Right, the point I’m making is logs, metrics, traces, these concepts are views of data, with a pretty hazy relationship to the shape of the data itself or the handling requirements. Any assumption you make about them as a category (logs are unstructured, traces are sampled, metrics can be aggregated) is wrong nearly as much as it’s right.
> Right, the point I’m making is logs, metrics, traces, these concepts are views of data (...)

Not really. Logs are fundamentally different than operational metrics, which are fundamentally different than business/behavioral metrics, which are fundamentally different than traces, etc etc etc.

This is not a matter of "view". It's the result of completely different system requirements. They are emitted differently, they are processed/aggregated differently, they are stored differently, they are consumed differently.

Even within business metrics types, which is already a specialized type of metrics, you have fundamentally different system requirements. Click stream metrics mix traits of tracing with logging and metrics, and have very specific requirements regarding data protection.

They are all distinct observability features. They are not the same. At all. This is not up for debate.

> If you squint hard enough you can fool yourself into thinking all metrics have the same availability requirements.

I'm sorry, I have no idea what point you tried to make.

Something I mention any time I'm introducing OpenTelemetry is that it's an unfinished project, a huge piece being the unifying abstractions between those signals.

In part this is a very practical decision: most people already have pretty good tools for their logs, and have struggled to get tracing working. So it's better to work on tools for measuring and sending traces, and just let people export their current log stream via the OpenTelemetry collector.

Notably the OTel docs acknowledge this mismatch between current implementation and design goals: https://opentelemetry.io/docs/specs/otel/logs/#limitations-o...

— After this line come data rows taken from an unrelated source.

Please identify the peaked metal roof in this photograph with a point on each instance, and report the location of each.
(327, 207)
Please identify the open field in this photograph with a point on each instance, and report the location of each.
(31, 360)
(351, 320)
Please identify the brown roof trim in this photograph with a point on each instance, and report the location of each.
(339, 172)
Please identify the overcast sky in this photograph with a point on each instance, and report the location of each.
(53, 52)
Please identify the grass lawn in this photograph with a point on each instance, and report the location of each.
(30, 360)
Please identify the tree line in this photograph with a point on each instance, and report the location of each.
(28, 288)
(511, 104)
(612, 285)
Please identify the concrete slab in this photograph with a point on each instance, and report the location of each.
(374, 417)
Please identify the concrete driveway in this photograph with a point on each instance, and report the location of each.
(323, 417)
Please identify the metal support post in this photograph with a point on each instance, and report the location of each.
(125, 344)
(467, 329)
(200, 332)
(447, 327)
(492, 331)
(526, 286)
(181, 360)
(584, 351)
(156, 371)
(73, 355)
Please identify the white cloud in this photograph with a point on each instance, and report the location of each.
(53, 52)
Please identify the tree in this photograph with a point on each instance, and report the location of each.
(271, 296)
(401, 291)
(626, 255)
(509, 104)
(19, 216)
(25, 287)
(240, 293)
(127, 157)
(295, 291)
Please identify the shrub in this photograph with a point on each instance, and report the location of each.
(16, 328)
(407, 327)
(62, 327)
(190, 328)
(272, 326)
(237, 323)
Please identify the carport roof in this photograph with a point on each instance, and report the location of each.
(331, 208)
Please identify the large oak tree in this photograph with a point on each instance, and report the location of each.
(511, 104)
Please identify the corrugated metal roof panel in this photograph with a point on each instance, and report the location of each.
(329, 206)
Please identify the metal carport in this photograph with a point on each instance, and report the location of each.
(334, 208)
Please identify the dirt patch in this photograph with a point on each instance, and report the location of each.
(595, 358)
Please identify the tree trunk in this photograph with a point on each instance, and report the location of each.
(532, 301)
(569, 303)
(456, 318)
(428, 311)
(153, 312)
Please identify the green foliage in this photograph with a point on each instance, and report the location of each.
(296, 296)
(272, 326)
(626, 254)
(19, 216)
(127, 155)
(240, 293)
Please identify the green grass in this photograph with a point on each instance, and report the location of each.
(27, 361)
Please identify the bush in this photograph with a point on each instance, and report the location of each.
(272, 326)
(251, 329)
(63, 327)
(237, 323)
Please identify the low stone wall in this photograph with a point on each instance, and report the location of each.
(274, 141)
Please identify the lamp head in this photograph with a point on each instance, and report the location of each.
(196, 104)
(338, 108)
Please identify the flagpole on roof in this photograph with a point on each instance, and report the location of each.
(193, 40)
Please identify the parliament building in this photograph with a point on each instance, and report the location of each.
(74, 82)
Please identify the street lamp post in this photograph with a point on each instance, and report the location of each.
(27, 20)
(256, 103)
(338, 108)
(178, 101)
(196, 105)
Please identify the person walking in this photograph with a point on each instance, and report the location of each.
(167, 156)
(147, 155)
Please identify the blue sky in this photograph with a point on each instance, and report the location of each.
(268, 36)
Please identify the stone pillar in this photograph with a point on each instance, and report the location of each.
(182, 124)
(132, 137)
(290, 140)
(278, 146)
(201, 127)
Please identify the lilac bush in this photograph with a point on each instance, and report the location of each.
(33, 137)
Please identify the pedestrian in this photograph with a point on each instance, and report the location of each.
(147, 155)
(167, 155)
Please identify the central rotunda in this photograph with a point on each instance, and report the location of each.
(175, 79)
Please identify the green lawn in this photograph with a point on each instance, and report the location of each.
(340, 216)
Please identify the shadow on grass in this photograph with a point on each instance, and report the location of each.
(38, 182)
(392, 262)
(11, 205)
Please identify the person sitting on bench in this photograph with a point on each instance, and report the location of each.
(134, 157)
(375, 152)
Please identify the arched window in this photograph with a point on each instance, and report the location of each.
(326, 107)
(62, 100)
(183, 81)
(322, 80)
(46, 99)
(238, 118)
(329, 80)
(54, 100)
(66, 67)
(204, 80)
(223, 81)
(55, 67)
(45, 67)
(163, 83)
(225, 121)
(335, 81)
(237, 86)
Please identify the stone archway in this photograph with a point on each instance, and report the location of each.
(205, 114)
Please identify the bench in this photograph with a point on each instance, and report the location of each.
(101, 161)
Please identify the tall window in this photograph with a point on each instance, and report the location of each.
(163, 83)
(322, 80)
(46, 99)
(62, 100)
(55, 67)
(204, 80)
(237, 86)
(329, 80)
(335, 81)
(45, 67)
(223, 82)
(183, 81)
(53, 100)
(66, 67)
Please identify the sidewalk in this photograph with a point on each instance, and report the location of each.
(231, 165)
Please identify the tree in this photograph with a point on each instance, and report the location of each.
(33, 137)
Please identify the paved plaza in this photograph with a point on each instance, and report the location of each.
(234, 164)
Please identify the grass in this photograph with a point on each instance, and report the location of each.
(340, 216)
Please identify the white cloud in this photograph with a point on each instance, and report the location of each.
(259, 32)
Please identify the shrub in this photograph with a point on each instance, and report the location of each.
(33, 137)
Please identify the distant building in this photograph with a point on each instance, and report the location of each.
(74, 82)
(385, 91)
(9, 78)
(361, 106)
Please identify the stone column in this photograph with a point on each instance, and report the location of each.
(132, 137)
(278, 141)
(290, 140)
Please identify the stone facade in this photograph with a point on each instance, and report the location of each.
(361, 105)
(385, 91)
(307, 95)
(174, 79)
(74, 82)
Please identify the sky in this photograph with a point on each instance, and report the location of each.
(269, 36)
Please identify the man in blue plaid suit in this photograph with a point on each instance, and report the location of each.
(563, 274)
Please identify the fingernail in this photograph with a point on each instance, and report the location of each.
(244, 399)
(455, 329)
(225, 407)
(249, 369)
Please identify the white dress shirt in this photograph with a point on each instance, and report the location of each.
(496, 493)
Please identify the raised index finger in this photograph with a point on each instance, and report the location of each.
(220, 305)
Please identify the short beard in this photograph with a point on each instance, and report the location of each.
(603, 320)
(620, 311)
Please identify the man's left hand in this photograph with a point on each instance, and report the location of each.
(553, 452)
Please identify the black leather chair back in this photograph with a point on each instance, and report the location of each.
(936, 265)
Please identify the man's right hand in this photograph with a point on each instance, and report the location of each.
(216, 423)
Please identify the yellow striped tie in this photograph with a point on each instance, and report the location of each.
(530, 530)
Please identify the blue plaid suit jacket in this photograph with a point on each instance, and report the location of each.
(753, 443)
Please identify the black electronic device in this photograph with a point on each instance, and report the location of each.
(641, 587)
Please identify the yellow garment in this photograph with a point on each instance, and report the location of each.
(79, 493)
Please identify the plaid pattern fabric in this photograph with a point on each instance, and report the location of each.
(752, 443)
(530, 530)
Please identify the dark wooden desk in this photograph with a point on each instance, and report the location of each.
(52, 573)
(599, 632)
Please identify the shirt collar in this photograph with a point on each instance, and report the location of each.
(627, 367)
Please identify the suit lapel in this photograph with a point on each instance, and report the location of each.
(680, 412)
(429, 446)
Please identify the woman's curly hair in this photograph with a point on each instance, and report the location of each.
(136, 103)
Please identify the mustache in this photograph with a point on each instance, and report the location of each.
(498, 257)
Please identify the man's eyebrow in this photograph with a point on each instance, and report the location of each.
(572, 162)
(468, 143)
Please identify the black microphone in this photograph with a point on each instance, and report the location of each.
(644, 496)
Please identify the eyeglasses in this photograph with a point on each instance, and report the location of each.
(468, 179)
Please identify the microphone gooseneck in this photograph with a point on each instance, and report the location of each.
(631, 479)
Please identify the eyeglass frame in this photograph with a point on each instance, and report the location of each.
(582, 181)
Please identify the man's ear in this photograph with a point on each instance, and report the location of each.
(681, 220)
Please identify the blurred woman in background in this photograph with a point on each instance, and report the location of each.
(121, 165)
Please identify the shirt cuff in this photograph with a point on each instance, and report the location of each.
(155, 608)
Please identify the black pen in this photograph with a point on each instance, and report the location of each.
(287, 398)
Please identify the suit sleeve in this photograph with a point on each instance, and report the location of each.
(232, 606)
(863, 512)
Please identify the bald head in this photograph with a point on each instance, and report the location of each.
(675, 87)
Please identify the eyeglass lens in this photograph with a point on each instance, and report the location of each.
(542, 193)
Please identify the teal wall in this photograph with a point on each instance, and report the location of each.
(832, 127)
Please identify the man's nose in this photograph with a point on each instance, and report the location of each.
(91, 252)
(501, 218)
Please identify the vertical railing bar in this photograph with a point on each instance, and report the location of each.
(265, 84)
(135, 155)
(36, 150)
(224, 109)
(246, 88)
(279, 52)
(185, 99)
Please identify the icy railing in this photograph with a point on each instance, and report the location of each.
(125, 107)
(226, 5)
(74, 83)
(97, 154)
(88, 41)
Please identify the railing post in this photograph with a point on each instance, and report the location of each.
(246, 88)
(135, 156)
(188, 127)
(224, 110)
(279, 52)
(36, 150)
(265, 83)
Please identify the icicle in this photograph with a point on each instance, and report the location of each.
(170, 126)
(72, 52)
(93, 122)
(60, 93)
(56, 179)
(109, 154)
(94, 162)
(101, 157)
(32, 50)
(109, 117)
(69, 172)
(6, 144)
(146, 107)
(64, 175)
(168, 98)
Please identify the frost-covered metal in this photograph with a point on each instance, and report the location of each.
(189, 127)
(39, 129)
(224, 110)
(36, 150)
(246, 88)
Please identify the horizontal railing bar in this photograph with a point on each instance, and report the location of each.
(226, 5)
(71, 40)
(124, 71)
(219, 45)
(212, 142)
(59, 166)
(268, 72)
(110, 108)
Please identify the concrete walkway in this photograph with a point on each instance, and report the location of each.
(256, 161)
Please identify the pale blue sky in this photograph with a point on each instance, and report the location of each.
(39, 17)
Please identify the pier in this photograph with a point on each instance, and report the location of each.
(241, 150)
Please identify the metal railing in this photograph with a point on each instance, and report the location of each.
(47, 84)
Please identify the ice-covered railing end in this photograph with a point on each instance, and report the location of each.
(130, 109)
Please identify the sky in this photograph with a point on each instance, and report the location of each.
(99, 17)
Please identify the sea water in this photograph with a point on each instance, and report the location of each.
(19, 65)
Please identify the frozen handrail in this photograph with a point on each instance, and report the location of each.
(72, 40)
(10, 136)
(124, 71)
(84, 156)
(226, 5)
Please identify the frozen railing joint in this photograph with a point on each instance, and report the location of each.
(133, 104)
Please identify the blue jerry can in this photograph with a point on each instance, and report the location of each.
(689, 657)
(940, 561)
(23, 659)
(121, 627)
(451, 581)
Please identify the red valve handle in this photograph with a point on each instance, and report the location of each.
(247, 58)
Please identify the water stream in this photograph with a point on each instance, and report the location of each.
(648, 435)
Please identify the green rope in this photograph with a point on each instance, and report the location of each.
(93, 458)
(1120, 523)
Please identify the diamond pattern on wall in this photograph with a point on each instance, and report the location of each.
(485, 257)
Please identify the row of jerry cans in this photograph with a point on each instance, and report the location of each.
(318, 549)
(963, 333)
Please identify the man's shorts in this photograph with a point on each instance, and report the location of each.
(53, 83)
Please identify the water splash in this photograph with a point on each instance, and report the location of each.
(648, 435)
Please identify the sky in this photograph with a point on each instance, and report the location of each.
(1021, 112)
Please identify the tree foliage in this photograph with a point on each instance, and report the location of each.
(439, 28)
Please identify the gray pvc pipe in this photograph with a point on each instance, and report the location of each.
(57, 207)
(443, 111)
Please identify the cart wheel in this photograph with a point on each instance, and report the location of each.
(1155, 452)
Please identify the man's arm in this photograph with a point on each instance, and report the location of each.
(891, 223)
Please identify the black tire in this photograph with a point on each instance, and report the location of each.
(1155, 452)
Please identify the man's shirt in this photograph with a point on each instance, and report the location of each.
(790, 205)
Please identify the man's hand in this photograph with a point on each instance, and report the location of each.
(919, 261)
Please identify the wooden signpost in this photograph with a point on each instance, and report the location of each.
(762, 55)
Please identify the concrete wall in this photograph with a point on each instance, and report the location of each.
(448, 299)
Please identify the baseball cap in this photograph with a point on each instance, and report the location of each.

If you're using OTLP, SDKs only require you specify the endpoint once, the signal specific settings are for if you want to send them to different places.

The way you process/modify metrics vs logs vs traces are usually sufficiently different that there's not much point in having a unified event model if you're going to need a bunch of conditions to separate and process them differently. Of course, you can still use only one source (logs or events) and derive the other 2 from that, though that rarely scales well.

Plus, the backends that you can use to store/visualize the data usually are optimized for specific signals anyways.

Well, only when you use the OTLP protocol and otel-collector. In other cases you would need a (span) exporter to multiple targets at the same time. But yeah, otel-collector would be the best approach to achieve this.
It's a bit confusing but here's my best attempt to explain it:

- Trace events (span events) are intended to be structured events and possibly can have semantic attributes behind them - similar to how spans have semantic attributes. They're great if your team is all bought in on tracing as an organization. They will colocate your span events with your parent span. In practice they have poor searchability/indexing in many tools, so they should only be used if you only intend to use them when you will discover the span first. (Ex. debug info that is only useful to figure out why a span was very slow and you're okay not being easily searchable)

- Log records are plain old logs, they should be structured, but don't have to be, and there isn't a high expectation of structured data, much less semantic attributes. Logs can be easily adopted without buying into tracing.

- Events API, this is an experimental part of Otel, but is intended to be an API that emits logs with the expectation of semantic conventions (and therefore is also structured). Afaik end users are not the intended audience of this API.

Many teams fall along the spectrum of logs vs tracing which is why there's options to do things multiple ways. My personal take is that log records are going to continue to be more flexible than span events as an end-user given the state of current tools.

Disclaimer: I help build hyperdx, we're oss, otel-based observability and we've made product decisions based on the above opinions.

Can you give an example of the missing semantic conventions?